Throughout Calgary, nearly 800 kilometers of pathways connect citizens to the natural landscape of the city. Over 10 kilometres of paved paths run throughout the community of Quarry Park allowing residents to cycle, run, walk, rollerblade and simply enjoy the abundant green space found throughout the community. Punctuating the development's focus on natural spaces is a 50-acre environmental reserve connected to the community and Calgary's renowned pathway system.

Due to its location in southeast Calgary, Quarry Park contributes to the increasing number of reverse commuters traveling from the downtown core to suburban locales for daily work. While the majority of traffic flows into downtown on any given morning, the abundance of major corporations in Quarry Park bring commuters to a different area of the city, decreasing congestion along the standard traffic routes. Reverse commuters often face fewer traffic problems than standard commuters, and encounter less congestion on public transportation.

Built on the banks of the Bow River, Quarry Park has been designed based on many flood mitigation strategies to ensure the community does not face devastation at the hands of flooding.
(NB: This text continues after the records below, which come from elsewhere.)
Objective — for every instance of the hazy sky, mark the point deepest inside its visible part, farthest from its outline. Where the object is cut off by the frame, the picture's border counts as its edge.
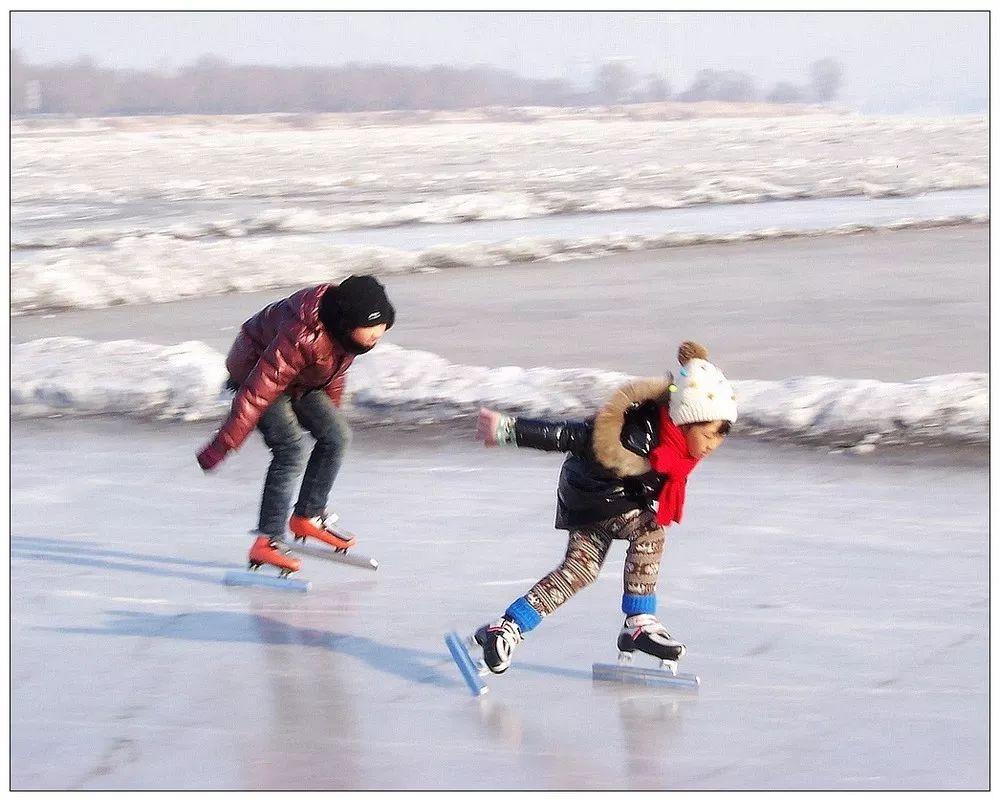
(922, 60)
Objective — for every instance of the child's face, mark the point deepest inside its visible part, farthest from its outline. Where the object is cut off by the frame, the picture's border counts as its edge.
(368, 336)
(704, 438)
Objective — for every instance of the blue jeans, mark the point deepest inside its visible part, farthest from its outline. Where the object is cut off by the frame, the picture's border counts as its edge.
(283, 425)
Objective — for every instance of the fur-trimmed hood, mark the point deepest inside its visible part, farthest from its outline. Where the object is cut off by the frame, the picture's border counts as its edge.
(606, 443)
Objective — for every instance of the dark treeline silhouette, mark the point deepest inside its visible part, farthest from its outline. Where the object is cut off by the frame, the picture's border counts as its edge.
(213, 86)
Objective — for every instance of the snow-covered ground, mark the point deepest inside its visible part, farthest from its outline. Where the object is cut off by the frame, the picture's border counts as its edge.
(835, 608)
(834, 598)
(108, 213)
(71, 376)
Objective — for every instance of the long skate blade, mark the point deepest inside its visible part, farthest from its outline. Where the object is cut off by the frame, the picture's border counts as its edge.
(246, 578)
(328, 553)
(636, 675)
(465, 664)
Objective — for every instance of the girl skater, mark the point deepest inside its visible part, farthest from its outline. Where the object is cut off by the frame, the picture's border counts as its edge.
(288, 368)
(637, 450)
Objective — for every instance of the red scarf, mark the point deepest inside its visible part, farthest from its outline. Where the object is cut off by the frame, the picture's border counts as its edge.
(672, 459)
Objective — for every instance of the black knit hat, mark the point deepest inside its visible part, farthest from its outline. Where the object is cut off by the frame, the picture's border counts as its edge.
(358, 302)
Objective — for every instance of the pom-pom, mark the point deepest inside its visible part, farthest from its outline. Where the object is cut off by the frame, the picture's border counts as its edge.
(691, 350)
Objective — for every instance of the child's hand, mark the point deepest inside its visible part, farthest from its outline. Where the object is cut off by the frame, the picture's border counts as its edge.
(486, 427)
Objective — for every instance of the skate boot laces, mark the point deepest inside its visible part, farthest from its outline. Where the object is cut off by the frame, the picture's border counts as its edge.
(326, 520)
(649, 624)
(508, 636)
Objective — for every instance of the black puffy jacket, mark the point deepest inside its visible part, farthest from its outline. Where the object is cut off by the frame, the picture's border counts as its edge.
(607, 472)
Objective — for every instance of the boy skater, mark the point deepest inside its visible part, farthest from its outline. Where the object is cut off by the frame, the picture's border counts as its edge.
(288, 368)
(637, 450)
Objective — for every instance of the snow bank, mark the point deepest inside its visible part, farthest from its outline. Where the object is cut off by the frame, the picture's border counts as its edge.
(75, 377)
(159, 268)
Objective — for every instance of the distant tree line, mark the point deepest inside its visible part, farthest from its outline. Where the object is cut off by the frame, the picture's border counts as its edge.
(213, 86)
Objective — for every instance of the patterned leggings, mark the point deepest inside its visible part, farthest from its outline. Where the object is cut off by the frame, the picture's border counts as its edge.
(587, 551)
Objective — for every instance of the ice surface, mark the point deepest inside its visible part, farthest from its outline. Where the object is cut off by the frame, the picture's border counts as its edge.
(836, 610)
(169, 209)
(74, 376)
(158, 268)
(485, 170)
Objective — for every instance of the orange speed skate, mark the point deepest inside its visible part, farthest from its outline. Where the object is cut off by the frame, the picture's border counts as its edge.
(321, 528)
(265, 551)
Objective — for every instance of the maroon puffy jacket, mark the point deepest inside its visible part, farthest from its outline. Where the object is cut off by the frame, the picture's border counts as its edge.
(284, 348)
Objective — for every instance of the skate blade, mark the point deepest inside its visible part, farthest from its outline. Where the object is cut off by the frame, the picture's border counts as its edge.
(636, 675)
(465, 664)
(248, 579)
(328, 553)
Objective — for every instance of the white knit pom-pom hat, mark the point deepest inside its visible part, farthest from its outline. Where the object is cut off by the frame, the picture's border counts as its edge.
(700, 392)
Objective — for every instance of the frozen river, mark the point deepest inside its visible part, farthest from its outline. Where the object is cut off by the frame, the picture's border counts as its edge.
(835, 608)
(834, 605)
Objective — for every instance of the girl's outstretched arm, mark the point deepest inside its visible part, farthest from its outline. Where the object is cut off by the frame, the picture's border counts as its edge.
(496, 429)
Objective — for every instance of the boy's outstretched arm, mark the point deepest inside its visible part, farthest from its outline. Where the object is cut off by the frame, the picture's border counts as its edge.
(496, 429)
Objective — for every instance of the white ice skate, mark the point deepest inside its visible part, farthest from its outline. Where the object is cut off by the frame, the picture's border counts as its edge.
(646, 635)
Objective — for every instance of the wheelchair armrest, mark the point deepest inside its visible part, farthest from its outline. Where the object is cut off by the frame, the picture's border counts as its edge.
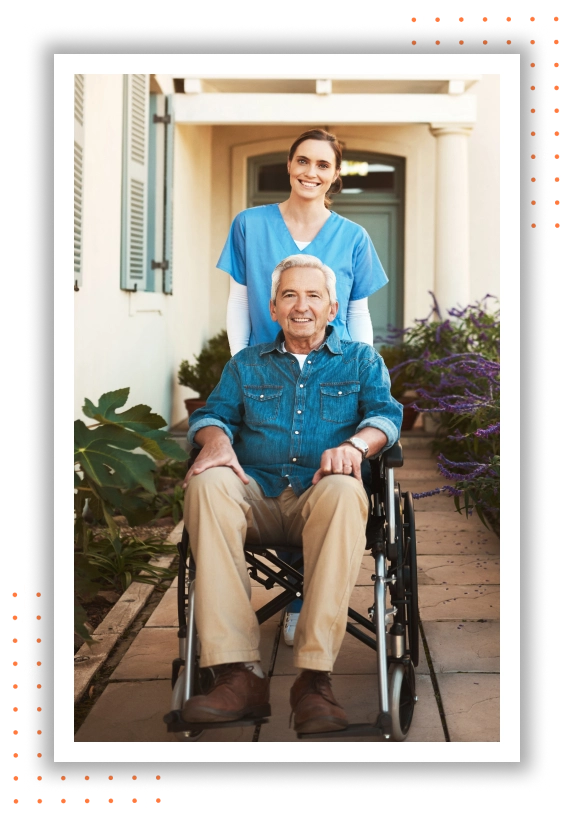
(393, 456)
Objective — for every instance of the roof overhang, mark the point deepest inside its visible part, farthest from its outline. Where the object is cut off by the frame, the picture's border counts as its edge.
(274, 100)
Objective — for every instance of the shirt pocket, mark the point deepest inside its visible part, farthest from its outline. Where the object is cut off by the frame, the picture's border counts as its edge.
(339, 401)
(261, 403)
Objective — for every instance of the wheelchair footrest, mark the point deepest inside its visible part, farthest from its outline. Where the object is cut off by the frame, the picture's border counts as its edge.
(176, 722)
(379, 729)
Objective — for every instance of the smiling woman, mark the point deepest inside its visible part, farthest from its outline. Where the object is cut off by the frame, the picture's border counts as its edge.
(262, 236)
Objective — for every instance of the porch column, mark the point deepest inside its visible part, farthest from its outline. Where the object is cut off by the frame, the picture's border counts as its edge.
(452, 264)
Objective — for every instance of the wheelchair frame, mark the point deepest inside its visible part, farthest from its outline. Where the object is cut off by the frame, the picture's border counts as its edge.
(391, 538)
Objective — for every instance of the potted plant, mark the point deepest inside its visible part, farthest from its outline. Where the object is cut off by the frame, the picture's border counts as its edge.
(395, 355)
(204, 374)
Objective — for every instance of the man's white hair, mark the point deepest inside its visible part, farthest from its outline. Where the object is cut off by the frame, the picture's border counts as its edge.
(304, 260)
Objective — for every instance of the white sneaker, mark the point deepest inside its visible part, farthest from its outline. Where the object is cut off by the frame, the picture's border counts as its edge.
(290, 621)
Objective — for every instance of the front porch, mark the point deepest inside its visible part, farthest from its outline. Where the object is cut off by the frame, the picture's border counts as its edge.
(457, 678)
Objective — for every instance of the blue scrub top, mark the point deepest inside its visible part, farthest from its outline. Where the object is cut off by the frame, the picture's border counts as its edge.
(259, 239)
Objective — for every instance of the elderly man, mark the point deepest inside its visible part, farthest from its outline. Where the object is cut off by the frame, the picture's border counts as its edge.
(282, 440)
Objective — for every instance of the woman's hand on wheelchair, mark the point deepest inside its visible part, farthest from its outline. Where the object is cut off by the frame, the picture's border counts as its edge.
(343, 460)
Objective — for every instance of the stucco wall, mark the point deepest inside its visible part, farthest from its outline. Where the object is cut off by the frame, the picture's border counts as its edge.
(122, 339)
(484, 177)
(138, 341)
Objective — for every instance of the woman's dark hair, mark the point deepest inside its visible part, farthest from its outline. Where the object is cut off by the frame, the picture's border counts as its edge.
(335, 144)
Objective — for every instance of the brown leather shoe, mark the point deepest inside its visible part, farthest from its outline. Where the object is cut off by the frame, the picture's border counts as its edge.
(314, 707)
(236, 693)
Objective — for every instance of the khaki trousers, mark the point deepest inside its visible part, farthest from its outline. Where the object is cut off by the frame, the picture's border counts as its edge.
(328, 521)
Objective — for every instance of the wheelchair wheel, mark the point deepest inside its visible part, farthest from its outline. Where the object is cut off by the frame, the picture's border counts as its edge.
(410, 574)
(177, 703)
(401, 698)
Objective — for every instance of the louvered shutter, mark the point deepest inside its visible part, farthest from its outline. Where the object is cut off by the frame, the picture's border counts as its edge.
(168, 196)
(135, 178)
(78, 175)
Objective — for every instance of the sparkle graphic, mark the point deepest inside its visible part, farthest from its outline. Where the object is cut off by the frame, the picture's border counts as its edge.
(542, 153)
(546, 208)
(33, 671)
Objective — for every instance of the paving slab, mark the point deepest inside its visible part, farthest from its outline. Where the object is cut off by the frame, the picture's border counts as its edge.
(439, 521)
(471, 706)
(358, 695)
(130, 711)
(441, 602)
(458, 569)
(463, 646)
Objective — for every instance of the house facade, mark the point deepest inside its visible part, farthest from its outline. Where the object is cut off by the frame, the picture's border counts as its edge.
(163, 163)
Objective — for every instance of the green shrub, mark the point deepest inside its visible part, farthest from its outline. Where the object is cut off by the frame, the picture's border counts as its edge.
(204, 375)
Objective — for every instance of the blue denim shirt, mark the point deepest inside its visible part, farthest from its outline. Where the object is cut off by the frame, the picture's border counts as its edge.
(280, 419)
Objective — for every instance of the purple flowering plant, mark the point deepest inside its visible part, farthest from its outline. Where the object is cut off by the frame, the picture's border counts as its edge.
(453, 366)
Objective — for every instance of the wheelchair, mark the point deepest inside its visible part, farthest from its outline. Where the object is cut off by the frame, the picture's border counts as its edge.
(391, 631)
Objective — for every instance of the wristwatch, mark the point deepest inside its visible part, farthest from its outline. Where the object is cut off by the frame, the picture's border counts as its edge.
(359, 444)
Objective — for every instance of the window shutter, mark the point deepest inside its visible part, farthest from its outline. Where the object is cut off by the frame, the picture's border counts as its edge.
(168, 196)
(78, 175)
(134, 181)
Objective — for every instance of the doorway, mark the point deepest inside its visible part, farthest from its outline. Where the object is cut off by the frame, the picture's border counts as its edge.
(372, 196)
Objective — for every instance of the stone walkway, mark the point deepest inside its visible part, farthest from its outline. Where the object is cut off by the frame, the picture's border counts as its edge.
(457, 680)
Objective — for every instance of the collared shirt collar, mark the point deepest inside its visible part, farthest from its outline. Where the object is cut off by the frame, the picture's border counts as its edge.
(332, 341)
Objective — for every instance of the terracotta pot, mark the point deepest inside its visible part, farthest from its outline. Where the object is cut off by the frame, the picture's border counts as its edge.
(410, 414)
(193, 404)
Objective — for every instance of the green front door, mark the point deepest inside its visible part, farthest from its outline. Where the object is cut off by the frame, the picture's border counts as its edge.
(372, 196)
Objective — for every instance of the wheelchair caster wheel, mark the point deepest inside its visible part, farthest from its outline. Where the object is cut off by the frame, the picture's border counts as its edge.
(402, 699)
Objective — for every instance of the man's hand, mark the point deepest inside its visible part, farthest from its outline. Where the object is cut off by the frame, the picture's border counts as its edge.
(343, 460)
(216, 452)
The Bow River flooded in the spring of 2013, causing major damage to many areas in Calgary and its surrounding communities. Quarry Park, despite being located in an evacuation zone, remained completely dry.

The engineers of Quarry Park studied polders extensively, which are low-lying areas near water and often found in the Netherlands and other seaside countries. Based on the engineering of polders, Quarry Park was built with an insulated, reinforced riprap berm designed to withstand a one-in-100 year flood event. Other precautions were also taken including a stormwater lift station to discharge rainwater into the Bow River, and overland canals to divert and filter water.

Since inception, Quarry Park has been making an environmental impact and statement with many important accomplishments. An example of this is the use of recycled materials in Quarry Park construction such as demolished and crushed asphalt, or concrete and aggregate from roads, parking lots and buildings. Quarry Park West, an office building home to TD Canada Trust Commercial Banking, is a LEED Gold Certified building and boasts a green roof. All Quarry Park buildings currently under construction are being constructed to LEED standards. Quarry Park employs an innovative process for stormwater management including a linear pond and creek system that transports and cleans water before it flows back into the Bow River.